The martial art on display throughout the film (the one at the forefront anyway, as the athletes and stuntmen here are using a large selection of disciplines) is Pencak Silat. A large part of The Raid’s appeal is seeing Silat for what is essentially the first time on the big screen. It feels like an evolutionary leap forward because the nuts-and-bolts fighting of the film doesn’t look like Muay Thai or kung fu or aikido or karate. Instead, its adaptable and deadly close-quarters approach is something brand-new to the movies. (It’s also worth pointing out that Silat is largely tied with Islam in Indonesia, making The Raid a rare action film to hit American cinemas without portraying the religion in some kind of bad light. Rama’s religion being a non-factor is perfect, because who really cares what any character believes in when he’s impaling dudes on door jambs?)
I’ve seen The Raid described a couple of ways: as a combination of brutal Thai martial arts and the storytelling of the Hong Kong action flicks of the late ’80s, or a John Carpenter version of a martial arts movie. Both are entirely accurate, and if you’re a certain kind of “bought VHS tapes at the dollar store” kind of person, either description will sell you. And sure enough, over 97 minutes, Evans ticks off his influences: There’s the lone hero working his way through a high rise full of criminals like in Die Hard, the lateral-thinking kinetics of the hammer fight from Old Boy, the floor-by-floor assault approach of Hard Boiled, the unpredictability and claustrophobia of [REC], the siege mentality of Assault on Precinct 13, and the in-fight improvisation of prime Jackie Chan movies. It’s all right there for the film nerd and bullet freak alike.
Talking about the plot and storytelling in this kind of movie is kind of perverse, though, because the real reason to watch it is seeing truly amazing athletes and martial artists do superhuman things. There is a transition over the course of the film, from gunplay and explosions to hand-to-hand combat, which brings the actual people involved in these scenes to the forefront. The big set pieces — a blackout stairwell sequence lit only by gunfire, the two-floor firefight with the exploding fridge, the hallway fight with the machete squad, the drug lab battle royale — follow the guns-to-knives-to-hand pattern in a logical progression to more up-close and physical combat with each scene.
And then there’s Mad Dog.
Yayan Ruihan’s Mad Dog is the real star of the show. Ruihan is short, relaxed-looking, thin-framed. As an actor, he has a simple, muted screen presence: When he finally engages with someone beyond one or two sentences, he starts to get scary. His fight with the squad captain Jaka is preceded with Mad Dog’s defining line: “Pulling a trigger … is like ordering takeout.” He stretches both palms out over his head; “This is the thing. This is the pulse. This is what I do.” Then he explodes into a fight that’s so brutal, you could easily call it aggravated homicide. Mad Dog is the kind of guy who just wants a good fight, but his skill has outpaced anyone and everyone he’s ever going to run into. In the climactic moment, he takes on Rama and Andi (who is twice his size), and they barely hold their own against him. The fight, about eight minutes of screen time, is long enough that it has time to have arcs for all three characters. You know a character is going to be iconic forever when he’s still winning with a shard of a fluorescent bulb jammed in his throat.

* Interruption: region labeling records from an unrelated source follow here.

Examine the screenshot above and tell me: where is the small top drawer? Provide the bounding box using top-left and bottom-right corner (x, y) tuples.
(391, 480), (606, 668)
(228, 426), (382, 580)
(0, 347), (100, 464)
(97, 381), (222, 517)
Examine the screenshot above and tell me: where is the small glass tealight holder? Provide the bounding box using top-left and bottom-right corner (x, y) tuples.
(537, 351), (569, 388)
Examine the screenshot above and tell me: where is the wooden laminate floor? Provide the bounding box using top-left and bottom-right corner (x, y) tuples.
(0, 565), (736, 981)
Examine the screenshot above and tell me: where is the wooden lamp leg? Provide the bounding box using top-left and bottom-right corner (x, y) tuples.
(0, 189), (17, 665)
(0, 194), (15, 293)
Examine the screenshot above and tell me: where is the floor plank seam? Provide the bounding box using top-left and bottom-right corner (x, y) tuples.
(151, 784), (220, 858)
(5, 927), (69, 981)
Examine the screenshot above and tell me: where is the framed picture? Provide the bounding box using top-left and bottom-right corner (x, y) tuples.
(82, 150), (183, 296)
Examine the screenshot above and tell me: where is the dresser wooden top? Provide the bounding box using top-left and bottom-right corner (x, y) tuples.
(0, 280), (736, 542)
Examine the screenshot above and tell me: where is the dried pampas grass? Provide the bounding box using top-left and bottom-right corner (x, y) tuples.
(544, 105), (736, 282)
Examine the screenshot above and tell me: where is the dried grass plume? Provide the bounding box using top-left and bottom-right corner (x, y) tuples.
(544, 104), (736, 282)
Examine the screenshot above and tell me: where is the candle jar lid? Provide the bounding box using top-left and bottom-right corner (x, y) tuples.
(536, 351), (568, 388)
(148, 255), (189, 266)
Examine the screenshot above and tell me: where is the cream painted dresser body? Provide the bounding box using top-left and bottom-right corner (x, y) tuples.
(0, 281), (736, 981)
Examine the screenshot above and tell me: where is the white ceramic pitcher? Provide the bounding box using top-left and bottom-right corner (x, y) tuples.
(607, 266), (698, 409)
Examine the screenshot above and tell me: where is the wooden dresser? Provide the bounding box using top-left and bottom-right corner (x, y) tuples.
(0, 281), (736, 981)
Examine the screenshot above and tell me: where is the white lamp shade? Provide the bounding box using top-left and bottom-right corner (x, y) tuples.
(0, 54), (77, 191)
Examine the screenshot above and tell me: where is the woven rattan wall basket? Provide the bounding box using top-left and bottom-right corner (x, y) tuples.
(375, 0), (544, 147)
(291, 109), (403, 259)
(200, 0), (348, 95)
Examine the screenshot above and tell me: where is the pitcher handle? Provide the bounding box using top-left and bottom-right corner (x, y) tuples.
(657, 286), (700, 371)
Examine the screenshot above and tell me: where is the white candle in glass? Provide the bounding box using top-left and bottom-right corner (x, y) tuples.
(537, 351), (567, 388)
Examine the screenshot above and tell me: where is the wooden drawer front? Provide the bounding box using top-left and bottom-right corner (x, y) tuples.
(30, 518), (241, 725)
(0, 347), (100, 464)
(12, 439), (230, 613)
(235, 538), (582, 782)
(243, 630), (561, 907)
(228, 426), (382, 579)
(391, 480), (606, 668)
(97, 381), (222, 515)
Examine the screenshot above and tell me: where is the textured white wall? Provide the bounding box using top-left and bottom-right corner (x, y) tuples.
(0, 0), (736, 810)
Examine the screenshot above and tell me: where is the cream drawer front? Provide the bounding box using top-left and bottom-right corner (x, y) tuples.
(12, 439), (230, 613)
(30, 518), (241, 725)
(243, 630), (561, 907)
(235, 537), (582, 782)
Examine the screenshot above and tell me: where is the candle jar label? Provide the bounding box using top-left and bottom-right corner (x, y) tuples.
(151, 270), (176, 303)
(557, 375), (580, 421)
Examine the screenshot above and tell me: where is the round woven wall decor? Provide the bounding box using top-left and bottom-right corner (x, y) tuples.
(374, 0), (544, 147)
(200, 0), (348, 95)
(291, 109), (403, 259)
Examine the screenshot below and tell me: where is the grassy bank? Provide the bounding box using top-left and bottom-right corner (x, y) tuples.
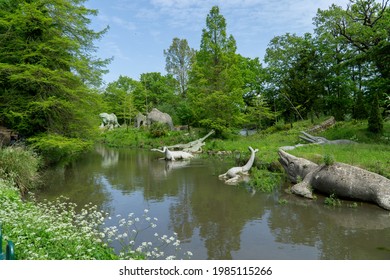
(100, 119), (390, 178)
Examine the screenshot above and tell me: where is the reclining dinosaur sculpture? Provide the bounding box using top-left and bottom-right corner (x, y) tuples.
(218, 147), (259, 184)
(278, 149), (390, 210)
(151, 147), (194, 161)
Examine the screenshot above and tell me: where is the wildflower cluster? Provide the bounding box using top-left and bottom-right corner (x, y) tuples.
(104, 209), (192, 260)
(0, 179), (191, 260)
(0, 180), (117, 260)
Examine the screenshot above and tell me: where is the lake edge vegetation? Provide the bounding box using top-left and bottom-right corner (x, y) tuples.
(0, 0), (390, 259)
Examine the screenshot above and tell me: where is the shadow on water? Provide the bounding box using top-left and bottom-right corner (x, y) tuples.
(40, 146), (390, 259)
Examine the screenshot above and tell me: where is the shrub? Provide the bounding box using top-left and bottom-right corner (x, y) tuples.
(0, 147), (41, 194)
(249, 168), (282, 193)
(29, 134), (92, 164)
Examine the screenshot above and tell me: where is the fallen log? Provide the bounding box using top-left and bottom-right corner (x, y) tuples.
(167, 130), (214, 153)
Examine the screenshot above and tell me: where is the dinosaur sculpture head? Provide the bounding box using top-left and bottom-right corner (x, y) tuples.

The thing is: This isn’t the kind of movie where explaining it conveys any of what it is to watch it. What makes this movie special is that Gareth Evans has uncovered the way great action films approach character and story, and has found a way to update it to serve a new, relentless model for the genre. This is where the action movie can go in the 21st century, which is someplace new, not just visually or narratively, but in human ability. The people who made it are the real new leveling-up.
You should watch The Raid. Shit gets wrecked.